British supported living charity

KeyRing (also known as KeyRing Living Support Networks) is a charity based in the United Kingdom. Their main focus is to support vulnerable adults to live independently. This is done by assisting their integration into a community as well as teaching them skills (i.e. financing, being healthy, staying safe, etc.) that promote self-support. KeyRing focus on connection, flexible support and skill-building. During 2019/20 KeyRing provided support to 1609 people in Networks and community-based services, alongside 460 people using the Ancora project and 143 people connected with the North Yorkshire Engagement and Participation Service totalling 2213 individuals, an increase of 9.5% from 2018/19.

== Vision and Mission ==
Vision - A welcoming world with communities that celebrate the skills and talents of everybody.

Mission – KeyRing connects people and inspires them to build the life they want.

== History ==
In 1990 Carl Poll asked people with a learning disability what they wanted from life.

At the time many people were being told that they couldn’t possibly do this or that. And they certainly couldn’t live on their own. When Carl asked these people what they wanted from life, they overwhelmingly said that they wanted their own front door.

They wanted support when they wanted it and the option to say no when they did not. ‘Sounds reasonable’ thought Carl so with some equally forward thinking people in Wandsworth, London, he set up the very first KeyRing Network.

In 1996 KeyRing became a registered Charity and Company Ltd by Guarantee. KeyRing grew rapidly and now has Networks all over England and Wales.

We started by providing support to people with learning disabilities. Then in 2006 we decided that everyone deserved access to KeyRing support. Today, around two thirds of the people we support have a learning disability and we also work with people who have mental health issues, people who experience homelessness, older people, people with addictions and other people. We’re not keen on labels but we know that they help people decide whether we are right for them, so we work with them. The people and the labels.

We continue to change people’s lives and challenge what people can do, as well as what others think they can do.

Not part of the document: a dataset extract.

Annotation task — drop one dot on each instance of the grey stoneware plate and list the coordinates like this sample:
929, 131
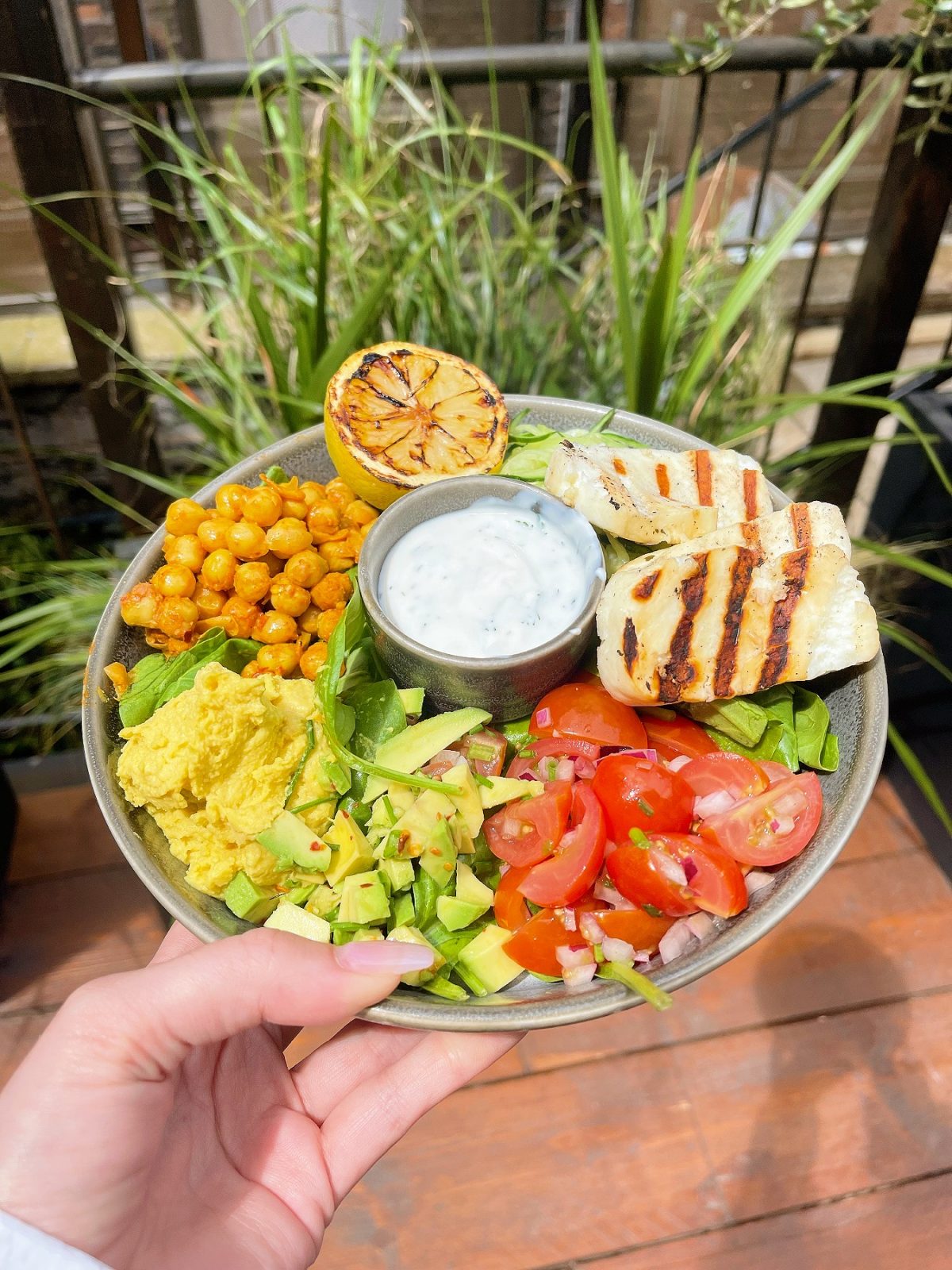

KeyRing's current Chief Executive is Karyn Kirkpatrick. Karyn is passionate about people having their own homes lives and voices in their local community. Having started her career as a Learning Disability Nurse, Karyn moved to work with Advocacy and advice organisations. From there, she joined KeyRing where people were getting the type of support and connection that Karyn felt they needed.

== Structure ==
A KeyRing Living Support Network helps people develop their independent living skills.

People who live in a network are called Members. Members choose who they live with. Many Members choose to live on their own. Each network has about 9 Members. There is local KeyRing support from volunteers, Members, the community and paid staff teams.

KeyRing can support Members to get housing in the network area through the supportive housing or support them in their current property. Most Members are within walking distance of each other.

"The support varies: it can mean helping Members with letters and bills or meeting them for tea... They encourage Members to help each other and involve themselves in the community, and enable quick access to specialist help."(Harris, Carol)

The organisation is a charity and is governed by a board of trustees.

== Achievements ==
KeyRing has won awards for their involvement in projects for vulnerable adults across England. These projects are intended to benefit KeyRing Members and their local communities as well as spreading awareness of the organisation and demonstrating that vulnerable adults are capable of living with a degree of independence.

These projects include:

=== Awareness Training for Prison Officers and Staff ===

KeyRing together with the Skillnet Group were commissioned by the Valuing People Support Team; part of the Department of Health’s Care Service Improvement Partnership, to jointly develop and deliver a training package for Prison Officers and staff in Young Offenders Institutions to raise awareness of the needs and issues of prisoners with Learning Disabilities.

=== In Control ===

KeyRing was involved in ‘In Control’ pilots in Oldham. As a result of the pilot, KeyRing opened 13 new Networks in Oldham. KeyRing developed a Personal Budget contract in collaboration with Oldham MBC supporting the Members' understanding of the process.

=== Investors in People ===

KeyRing achieved the Award of Investors in People in 2008. In 2011 KeyRing was given the IiP Silver Award.

=== Investors in Diversity ===

KeyRing achieved the Investors in Diversity Award in January 2010.